This Boxing Day Punch Yourself With The Joker Script, Which Is Now Online

This Boxing Day Punch Yourself With The Joker Script, Which Is Now Online

Reading a film’s script is nothing like actually seeing the film in all its cinematic glory. But seeing the dialogue and direction of a movie like Joker all spelled out in black and white on the page does give you a distinct and interesting perspective on what the filmmakers were working with on a fundamental level—and what it was they were trying to achieve with the final product.

With awards season right around the corner, more studios are beginning to share the full screenplays for the films they’re hoping are going to rake in all the glory. Warner Bros. has just shared Joker’s script with Deadline, and even if you’ve already seen the film, it’s fascinating how the story reads without all of its striking cinematography that evokes classic films like Taxi Driver and The King of Comedy drawing attention away from what characters are actually saying and doing to one another.

Decoupled from deliveries by actors like Joaquin Phoenix, Zazie Beetz, and Robert De Niro, the dialogue in many of Joker’s scenes falls flat—which is to be somewhat expected, considering that movies like this are presumably written in such a way that allows for the actors to bring an energy that helps fully realise their characters.
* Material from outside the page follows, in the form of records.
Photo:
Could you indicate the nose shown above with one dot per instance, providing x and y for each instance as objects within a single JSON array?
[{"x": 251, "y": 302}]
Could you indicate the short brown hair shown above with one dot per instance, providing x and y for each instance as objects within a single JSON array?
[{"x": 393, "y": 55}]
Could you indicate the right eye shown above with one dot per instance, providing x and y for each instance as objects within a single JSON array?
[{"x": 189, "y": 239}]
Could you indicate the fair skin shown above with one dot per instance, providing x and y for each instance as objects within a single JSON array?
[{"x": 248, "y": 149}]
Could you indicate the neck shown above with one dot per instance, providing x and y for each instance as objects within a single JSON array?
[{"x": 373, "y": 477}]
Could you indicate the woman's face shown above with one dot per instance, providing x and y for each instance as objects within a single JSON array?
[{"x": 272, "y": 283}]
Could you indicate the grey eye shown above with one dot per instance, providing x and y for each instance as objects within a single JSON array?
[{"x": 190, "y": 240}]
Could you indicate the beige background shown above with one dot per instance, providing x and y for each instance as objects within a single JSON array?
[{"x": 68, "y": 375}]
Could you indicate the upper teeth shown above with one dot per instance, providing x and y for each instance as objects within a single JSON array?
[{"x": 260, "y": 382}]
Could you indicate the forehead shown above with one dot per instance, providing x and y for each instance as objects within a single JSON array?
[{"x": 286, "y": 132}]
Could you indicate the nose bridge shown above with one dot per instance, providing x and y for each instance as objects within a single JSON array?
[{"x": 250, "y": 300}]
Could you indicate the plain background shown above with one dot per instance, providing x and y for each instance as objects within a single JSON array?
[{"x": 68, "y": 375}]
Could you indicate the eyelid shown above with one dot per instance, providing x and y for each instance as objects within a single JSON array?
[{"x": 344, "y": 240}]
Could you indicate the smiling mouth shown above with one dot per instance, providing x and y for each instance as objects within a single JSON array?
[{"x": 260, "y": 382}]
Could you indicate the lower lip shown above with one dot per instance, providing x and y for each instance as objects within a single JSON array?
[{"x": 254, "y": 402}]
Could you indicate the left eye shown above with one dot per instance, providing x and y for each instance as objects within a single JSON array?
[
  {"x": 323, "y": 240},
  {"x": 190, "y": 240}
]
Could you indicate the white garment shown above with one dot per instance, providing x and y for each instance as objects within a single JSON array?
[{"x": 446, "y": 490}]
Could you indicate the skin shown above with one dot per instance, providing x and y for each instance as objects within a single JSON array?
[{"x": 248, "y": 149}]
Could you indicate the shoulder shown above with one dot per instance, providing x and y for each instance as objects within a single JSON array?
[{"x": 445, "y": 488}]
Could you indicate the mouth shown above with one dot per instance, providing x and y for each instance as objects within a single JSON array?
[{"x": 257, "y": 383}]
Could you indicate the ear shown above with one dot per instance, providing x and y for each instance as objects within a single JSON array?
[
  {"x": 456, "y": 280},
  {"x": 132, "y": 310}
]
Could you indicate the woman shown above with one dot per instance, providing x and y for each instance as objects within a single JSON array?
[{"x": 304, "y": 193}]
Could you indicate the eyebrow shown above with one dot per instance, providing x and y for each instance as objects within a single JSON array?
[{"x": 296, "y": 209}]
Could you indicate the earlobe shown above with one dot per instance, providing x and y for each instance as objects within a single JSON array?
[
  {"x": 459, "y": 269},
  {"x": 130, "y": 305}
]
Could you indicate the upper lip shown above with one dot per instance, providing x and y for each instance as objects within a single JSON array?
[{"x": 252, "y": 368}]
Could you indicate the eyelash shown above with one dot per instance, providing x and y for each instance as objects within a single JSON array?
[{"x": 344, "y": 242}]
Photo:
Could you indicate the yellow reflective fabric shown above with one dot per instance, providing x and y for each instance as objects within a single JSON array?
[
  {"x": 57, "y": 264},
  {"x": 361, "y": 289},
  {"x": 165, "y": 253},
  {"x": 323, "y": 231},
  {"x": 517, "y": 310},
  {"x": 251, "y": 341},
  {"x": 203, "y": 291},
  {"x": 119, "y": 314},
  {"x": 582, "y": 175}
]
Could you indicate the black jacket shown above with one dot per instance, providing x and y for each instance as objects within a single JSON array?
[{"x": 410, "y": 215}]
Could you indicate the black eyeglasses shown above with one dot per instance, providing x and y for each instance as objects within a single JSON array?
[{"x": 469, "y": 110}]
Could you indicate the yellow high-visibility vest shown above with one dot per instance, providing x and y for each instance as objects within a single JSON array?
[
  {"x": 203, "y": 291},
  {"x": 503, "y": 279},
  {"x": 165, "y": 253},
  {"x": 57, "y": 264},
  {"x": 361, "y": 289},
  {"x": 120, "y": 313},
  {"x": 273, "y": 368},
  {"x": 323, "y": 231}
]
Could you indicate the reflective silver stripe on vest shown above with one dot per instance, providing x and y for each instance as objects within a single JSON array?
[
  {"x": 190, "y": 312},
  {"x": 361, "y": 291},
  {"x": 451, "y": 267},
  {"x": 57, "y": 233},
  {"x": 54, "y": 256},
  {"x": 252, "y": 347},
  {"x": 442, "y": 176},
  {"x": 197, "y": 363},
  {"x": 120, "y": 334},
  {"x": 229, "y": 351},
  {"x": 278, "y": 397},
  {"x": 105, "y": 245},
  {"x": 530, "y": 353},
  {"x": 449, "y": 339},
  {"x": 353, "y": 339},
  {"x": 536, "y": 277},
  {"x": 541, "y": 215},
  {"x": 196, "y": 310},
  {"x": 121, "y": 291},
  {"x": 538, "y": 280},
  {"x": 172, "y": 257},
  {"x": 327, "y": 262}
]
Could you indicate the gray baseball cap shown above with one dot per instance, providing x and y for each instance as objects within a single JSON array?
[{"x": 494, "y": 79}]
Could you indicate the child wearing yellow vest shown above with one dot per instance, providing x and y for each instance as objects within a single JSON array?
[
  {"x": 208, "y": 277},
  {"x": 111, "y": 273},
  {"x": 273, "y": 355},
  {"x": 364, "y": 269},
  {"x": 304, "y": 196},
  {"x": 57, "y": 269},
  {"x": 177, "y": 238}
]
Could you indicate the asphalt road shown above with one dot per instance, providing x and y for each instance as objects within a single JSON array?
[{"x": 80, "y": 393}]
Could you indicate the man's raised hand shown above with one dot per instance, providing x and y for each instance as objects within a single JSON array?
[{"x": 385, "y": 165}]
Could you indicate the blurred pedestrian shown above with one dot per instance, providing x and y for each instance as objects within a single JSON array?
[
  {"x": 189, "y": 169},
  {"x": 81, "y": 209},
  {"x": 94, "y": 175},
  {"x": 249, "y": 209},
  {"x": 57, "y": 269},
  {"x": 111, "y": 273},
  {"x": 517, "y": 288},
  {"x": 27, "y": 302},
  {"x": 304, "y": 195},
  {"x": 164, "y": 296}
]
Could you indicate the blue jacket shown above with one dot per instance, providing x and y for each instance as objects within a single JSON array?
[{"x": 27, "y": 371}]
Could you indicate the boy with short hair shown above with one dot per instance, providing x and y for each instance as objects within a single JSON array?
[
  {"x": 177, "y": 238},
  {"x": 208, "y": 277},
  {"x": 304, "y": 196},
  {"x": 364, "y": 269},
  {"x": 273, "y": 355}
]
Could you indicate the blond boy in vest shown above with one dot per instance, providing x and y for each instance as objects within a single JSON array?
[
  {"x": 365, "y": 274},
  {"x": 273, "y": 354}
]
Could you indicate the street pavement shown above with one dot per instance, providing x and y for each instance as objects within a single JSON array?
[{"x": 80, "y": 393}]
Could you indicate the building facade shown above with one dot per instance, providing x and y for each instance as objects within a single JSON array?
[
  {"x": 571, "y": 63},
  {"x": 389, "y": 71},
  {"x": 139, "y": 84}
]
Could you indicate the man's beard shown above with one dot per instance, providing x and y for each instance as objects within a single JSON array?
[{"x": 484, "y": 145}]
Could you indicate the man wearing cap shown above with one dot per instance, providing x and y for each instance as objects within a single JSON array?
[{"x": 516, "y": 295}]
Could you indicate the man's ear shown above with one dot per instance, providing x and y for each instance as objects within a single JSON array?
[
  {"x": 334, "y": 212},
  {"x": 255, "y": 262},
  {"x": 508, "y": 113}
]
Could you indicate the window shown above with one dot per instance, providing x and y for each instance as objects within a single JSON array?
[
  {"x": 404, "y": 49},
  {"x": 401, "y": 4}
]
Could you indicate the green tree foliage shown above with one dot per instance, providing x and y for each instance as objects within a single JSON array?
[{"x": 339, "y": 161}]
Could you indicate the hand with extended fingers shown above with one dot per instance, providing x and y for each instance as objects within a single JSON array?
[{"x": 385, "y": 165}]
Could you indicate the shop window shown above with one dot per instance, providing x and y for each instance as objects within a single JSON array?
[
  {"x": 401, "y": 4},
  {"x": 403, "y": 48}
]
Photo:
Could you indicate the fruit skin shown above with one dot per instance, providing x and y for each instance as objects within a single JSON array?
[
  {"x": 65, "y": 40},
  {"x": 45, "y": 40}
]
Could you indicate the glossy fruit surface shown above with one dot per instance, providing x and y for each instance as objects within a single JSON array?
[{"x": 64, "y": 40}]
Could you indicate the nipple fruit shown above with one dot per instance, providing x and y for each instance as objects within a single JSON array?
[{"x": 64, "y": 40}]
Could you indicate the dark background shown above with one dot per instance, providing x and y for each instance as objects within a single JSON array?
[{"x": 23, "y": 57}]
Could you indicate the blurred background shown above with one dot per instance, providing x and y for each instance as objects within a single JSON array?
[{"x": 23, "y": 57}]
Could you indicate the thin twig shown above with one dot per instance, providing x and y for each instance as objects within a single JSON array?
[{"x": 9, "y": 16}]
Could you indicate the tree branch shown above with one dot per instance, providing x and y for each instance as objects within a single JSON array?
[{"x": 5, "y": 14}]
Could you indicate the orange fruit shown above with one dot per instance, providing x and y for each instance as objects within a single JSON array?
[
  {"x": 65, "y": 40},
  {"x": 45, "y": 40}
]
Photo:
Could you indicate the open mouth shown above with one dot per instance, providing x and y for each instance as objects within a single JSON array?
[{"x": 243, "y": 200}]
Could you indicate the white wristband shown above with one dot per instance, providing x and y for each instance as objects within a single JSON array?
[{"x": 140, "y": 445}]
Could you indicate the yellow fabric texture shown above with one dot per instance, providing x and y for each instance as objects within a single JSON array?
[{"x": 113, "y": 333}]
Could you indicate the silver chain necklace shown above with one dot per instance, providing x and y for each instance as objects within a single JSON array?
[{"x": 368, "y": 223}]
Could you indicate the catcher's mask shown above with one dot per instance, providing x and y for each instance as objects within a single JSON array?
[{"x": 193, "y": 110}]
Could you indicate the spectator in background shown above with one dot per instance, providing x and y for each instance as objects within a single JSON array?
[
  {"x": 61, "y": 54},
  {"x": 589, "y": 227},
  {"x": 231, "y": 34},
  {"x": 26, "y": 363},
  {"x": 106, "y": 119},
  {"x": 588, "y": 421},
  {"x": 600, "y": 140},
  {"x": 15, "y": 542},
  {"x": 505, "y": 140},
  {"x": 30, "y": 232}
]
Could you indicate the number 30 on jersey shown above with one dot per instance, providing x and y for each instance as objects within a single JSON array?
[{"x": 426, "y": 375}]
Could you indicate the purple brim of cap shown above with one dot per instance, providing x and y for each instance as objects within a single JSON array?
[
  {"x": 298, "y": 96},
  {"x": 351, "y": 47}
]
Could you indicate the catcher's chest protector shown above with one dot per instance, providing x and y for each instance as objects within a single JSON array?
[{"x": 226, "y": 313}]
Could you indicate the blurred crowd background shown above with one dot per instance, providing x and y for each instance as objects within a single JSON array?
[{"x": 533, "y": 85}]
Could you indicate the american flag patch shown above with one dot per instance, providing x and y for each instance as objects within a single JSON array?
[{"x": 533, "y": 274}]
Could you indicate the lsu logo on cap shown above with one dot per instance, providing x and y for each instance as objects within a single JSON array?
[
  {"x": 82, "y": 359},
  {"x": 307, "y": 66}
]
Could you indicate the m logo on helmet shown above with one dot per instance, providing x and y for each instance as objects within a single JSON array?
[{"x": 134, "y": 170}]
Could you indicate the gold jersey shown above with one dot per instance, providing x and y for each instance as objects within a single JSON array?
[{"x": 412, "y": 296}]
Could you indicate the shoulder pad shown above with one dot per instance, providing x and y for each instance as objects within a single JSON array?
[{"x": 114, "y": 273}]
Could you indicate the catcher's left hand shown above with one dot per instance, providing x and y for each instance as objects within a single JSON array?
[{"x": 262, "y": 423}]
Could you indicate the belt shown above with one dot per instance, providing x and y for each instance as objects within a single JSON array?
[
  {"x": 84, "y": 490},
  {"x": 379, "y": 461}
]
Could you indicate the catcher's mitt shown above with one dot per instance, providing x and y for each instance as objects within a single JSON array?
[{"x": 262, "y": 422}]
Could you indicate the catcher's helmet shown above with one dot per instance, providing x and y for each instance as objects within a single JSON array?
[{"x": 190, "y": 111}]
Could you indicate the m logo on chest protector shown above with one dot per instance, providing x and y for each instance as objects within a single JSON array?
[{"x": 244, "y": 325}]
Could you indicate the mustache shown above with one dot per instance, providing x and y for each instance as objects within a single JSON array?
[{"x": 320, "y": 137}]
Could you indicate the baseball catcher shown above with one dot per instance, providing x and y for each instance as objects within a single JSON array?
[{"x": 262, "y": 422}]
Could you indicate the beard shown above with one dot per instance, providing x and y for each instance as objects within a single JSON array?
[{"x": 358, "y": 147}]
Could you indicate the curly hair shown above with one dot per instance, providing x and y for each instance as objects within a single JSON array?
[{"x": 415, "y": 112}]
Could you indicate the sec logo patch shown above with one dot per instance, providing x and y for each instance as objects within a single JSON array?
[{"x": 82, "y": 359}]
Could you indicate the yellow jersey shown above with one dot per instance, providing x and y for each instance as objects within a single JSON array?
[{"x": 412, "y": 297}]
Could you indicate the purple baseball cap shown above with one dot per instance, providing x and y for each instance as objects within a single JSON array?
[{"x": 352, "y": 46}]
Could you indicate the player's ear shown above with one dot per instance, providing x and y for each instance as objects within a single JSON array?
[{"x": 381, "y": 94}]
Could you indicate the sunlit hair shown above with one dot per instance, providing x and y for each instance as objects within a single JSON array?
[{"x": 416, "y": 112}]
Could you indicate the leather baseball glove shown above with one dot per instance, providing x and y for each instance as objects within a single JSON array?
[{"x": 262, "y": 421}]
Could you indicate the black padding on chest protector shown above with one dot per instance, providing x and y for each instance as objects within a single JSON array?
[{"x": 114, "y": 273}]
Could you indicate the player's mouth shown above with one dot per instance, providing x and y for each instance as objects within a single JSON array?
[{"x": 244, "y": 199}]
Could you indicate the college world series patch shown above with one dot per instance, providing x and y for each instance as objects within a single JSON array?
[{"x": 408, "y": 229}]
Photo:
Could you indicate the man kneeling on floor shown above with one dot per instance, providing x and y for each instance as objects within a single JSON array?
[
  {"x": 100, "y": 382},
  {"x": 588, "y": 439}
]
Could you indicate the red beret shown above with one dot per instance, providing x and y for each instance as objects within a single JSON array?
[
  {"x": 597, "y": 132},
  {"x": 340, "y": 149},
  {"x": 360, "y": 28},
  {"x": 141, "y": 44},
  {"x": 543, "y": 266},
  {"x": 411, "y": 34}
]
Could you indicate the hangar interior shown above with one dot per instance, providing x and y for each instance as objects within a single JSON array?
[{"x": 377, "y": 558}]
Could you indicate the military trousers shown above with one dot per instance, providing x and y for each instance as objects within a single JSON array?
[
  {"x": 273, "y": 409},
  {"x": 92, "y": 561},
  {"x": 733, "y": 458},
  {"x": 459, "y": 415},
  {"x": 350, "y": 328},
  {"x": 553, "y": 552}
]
But more than that, the script often feels as if it wasn’t crafted to tell a nuanced story about how a broken man became Gotham’s most infamous supervillain, but rather a story that uncritically glamorises gun violence and doesn’t really know what it wants to say about mental illness.

Again, the script makes the most sense after you’ve already seen the movie and can match up the scenes on the page with their cinematic counterparts. But once you’ve seen Joker, and then gone back to reexamine how the scenes were initially written out, it becomes that much harder not to see how, ultimately, the movie just wasn’t all that great.